After all the democracy talk, it sounded good. But are there no circumstances under which the U.S.-Ukraine relationship would change? What if U.S. and Ukrainian interests diverge? What if Washington negotiates a peace deal that Moscow accepts but Kyiv refuses? What keeps this from being another “forever war” of the kind Biden has decried? This, more than platitudes about Ukrainian courage, is the sort of “Information of the State of the Union” that a State of the Union speech ought to include.
Turning from Russia to China, Biden struck a note of comparative restraint. While the Republican Party’s foreign policy is in flux, antagonism toward China is one point on which the GOP seems able to agree. Biden’s “refusal to stand up to China, our most formidable adversary, is dangerous and unacceptable,” Sanders alleged in the single most in-depth sentence of her foreign policy remarks, which managed to outdo even Biden’s brevity in its lack of meaningful content.
But considered outside the Republican frame of unrelenting hostility toward Beijing, Biden’s China comments were the most reasonable part of his foreign policy section. Crucially, he rejected a turn toward pure antagonism: “I’ve made clear in my personal conversations, which have been many, with [Chinese] President Xi [Jinping], that we seek competition, not conflict,” Biden said. “I’m committed to work with China where we can advance American interests and benefit the world.”
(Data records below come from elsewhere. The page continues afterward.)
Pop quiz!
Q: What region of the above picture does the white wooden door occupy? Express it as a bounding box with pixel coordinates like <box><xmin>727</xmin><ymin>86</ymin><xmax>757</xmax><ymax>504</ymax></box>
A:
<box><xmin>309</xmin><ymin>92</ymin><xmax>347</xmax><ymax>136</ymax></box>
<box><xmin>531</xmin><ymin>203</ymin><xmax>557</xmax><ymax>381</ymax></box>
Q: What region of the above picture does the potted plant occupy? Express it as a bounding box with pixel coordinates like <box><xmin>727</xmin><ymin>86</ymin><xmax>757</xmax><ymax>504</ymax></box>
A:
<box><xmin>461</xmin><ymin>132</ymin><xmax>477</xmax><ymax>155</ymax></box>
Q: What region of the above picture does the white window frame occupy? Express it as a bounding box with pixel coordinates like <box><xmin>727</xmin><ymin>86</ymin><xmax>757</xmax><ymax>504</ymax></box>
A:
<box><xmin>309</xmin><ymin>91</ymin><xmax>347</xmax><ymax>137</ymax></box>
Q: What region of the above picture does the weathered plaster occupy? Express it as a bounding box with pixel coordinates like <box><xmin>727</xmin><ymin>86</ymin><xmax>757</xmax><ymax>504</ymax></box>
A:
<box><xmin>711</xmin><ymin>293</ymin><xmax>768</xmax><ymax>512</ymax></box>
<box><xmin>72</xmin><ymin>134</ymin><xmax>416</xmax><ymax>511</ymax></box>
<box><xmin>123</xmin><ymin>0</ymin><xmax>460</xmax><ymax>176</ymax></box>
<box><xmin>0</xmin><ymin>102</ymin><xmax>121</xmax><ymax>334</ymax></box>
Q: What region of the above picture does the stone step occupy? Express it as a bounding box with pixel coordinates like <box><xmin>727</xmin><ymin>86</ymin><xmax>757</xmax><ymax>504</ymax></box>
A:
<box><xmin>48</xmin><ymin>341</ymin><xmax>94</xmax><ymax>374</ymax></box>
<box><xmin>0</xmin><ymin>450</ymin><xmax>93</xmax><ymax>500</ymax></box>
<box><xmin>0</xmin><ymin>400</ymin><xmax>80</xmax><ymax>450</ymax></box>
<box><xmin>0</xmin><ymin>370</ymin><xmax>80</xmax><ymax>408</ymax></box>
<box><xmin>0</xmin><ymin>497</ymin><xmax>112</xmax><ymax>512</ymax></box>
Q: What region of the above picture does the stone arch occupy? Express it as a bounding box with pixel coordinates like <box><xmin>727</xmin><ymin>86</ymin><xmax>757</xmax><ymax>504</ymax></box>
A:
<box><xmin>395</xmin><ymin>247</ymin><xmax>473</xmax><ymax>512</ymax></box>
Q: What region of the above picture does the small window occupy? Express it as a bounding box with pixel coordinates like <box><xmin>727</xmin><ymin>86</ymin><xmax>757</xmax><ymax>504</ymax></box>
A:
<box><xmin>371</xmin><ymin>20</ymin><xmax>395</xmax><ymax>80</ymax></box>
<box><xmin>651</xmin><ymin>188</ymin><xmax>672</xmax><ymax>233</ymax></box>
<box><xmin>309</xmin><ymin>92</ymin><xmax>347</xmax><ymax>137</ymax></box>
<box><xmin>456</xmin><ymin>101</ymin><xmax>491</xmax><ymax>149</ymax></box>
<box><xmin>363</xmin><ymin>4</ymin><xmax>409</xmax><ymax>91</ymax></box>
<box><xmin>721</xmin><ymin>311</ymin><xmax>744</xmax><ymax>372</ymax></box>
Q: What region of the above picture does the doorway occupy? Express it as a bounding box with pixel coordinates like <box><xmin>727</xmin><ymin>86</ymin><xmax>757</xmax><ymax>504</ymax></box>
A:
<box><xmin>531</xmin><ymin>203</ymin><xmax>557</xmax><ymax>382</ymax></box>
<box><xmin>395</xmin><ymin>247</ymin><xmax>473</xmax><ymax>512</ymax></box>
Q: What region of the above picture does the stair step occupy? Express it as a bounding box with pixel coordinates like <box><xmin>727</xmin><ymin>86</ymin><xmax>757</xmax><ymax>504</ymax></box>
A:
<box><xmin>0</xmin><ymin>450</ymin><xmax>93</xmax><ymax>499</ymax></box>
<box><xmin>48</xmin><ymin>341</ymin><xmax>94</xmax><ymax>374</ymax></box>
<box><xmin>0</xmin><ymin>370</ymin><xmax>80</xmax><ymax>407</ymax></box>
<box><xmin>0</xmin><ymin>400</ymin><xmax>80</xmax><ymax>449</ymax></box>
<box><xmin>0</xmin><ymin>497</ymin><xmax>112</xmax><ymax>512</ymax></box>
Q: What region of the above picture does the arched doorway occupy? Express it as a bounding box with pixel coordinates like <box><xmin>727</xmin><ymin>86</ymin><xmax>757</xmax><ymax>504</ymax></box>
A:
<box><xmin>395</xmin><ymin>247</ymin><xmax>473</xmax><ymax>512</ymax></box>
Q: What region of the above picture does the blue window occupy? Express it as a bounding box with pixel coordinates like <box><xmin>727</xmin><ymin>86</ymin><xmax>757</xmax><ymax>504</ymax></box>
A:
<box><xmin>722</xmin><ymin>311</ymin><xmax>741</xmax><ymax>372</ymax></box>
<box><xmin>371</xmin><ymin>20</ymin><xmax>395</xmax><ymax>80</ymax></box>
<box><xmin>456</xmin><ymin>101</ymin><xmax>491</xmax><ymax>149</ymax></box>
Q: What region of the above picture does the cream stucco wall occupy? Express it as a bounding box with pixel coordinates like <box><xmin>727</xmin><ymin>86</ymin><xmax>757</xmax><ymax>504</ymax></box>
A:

That said, Biden paired the competition and cooperation stuff with talk of U.S. military buildup in the Indo-Pacific, and whether that’s deterrence or threat is to some degree in the eye of the beholder. Beijing, certainly, will see a threat in moves like the U.S. military’s return to the Philippines this month. As a BBC headline observed, this return gives our military a “complete arc around China”—and Beijing, of course, has no comparable ring of military bases around the United States.
The greater Middle East
It’s perhaps to be expected that Biden didn’t mention the U.S. war in Afghanistan, which his administration concluded at the 20-year mark in 2021 with a complete withdrawal of American forces from inside Afghan borders. But one brief allusion to an Iraq war veteran aside, he also failed to mention ongoing U.S. military involvement in Iraq, Syria, Yemen, Somalia, and elsewhere in Africa and the greater Middle East.
None of these countries are hosting a large-scale U.S. combat operation at this point. Technically, the war in Iraq is over, and the roughly 2,500 American forces there are only doing advise-and-assist work. Technically, we’re not supporting offensive operations by the Saudi-led coalition intervening in Yemen’s civil war. Technically, we’re not at war in Syria, Somalia, and other African nations where U.S. troops numbering in the dozens to hundreds are conducting counterterror operations on the ground and from the skies.
But those involvements are still significant. They still put U.S. forces in harm’s way, harm local civilians, generate blowback, and expose us to needless risk of conflict—including with Russia and Iran, which are also intervening in Syria.
Biden described the United States as a “nation that embraces… stability over chaos,” and Sanders laughably asserted that before Biden took office, GOP leadership had delivered “a world that was stable and at peace.” Casting Washington as a force for stability is quite a claim given the last two decades of U.S. military meddling abroad and all the unintended consequences it’s produced. Maybe it’s a defensible claim. Maybe U.S. foreign policy is on basically the right track. But Biden sure didn’t make that case Tuesday night.